Publié le 17 January 2026 | Traduit de l'espagnol
Fotografía en primer plano de varios ladrillos rectangulares de color beige y textura porosa, fabricados con micelio y residuos agrícolas, mostrados sobre una superficie de madera. Algunos bloques están apilados, destacando su ligereza y acabado natural.

Les briques de mycélium poussent dans des moules et capturent du carbone

L'industrie de la construction recherche des alternatives durables et cultive maintenant des matériaux au lieu de les fabriquer avec des processus intensifs en énergie. La clé réside dans le mycélium, le réseau de racines des champignons, qui agit comme un adhésif naturel puissant. 🍄

Comment fabrique-t-on ces biocomposés ?

Le processus commence en combinant le mycélium avec des déchets agricoles comme de la paille, de la sciure ou des coques.

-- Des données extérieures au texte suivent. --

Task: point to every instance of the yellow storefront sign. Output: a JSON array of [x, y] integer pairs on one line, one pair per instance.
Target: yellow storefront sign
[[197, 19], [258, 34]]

Ce mélange est placé dans des moules de la forme désirée, où l'organisme croît et se propage pendant plusieurs jours, unissant toutes les particules en une masse solide et cohérente. Ensuite, on applique de la chaleur pour arrêter la croissance et obtenir le produit final, une méthode qui évite complètement l'utilisation de fours traditionnels.

Avantages clés du matériau :
  • Propriétés ignifuges : Exposé au feu, la surface se carbonise et crée une barrière qui freine la combustion interne.
  • Isolation efficace : Sa faible densité lui confère une grande capacité d'isolation thermique et acoustique.
  • Cycle de vie circulaire : En fin d'utilisation, les panneaux et briques peuvent être compostés, éliminant la génération de déchets sur le chantier.
Un matériau qui prend littéralement racine sur le chantier, même si personne ne veut de champignons dans le salon.

Impact environnemental et applications pratiques

Cette méthode de production consomme peu d'énergie et séquestre du carbone en plus. Pendant que le mycélium croît, il fixe le dioxyde de carbone atmosphérique dans sa biomasse, obtenant un bilan négatif d'émissions. De plus, elle utilise des matières premières locales, souvent des sous-produits d'autres industries, ce qui réduit fortement l'empreinte transport.

Limitations et avenir du matériau :
  • Résistance mécanique : Actuellement, sa force limite son usage à des éléments non structuraux, comme des cloisons, des panneaux d'isolation ou du mobilier.
  • Recherche en cours : Les scientifiques travaillent à optimiser sa durabilité et sa résistance, dans le but d'élargir son usage en architecture.
  • Économie circulaire : Elle représente un modèle où les ressources sont utilisées, transformées et réintégrées dans le milieu sans générer de déchets.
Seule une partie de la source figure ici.